Over the first decade of their Interstellar Mission, both Voyagers measured the density of the solar wind slowly decreasing, as it was spreading out at greater and greater distances. In December 2004, twenty-four years after passing Saturn and twenty-seven years after launch, at a distance of 94 AU from the sun, Voyager 1 noticed a sudden drop in the speed of the solar wind (from million-mile-per-hour supersonic speeds to “just” a quarter-million-mile-per-hour subsonic speeds) and a jump in the density of the solar heliospheric particles, like a traffic jam on a busy freeway.
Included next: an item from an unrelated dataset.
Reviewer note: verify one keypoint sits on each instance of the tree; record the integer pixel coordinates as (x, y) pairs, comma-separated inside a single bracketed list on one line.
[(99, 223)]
At the same time, the instruments were able to sense an increase in the strength of the sun’s magnetic field. Voyager 1 had crossed the termination shock. In August 2007, far to the south and at a distance of 84 AU from the sun, Voyager 2 crossed the termination shock as well. Both spacecraft were now in the more turbulent heliosheath. Next stop: the heliopause. But when? A year? A decade? More? I figured there must have been a betting pool. But Ed Stone said, stoically, “No, no. There was no betting. Just the histograms that we kept track of with everyone’s estimates. I don’t even know if there’s a record of who voted for what.” Pity. I bet Ed would have won the kitty.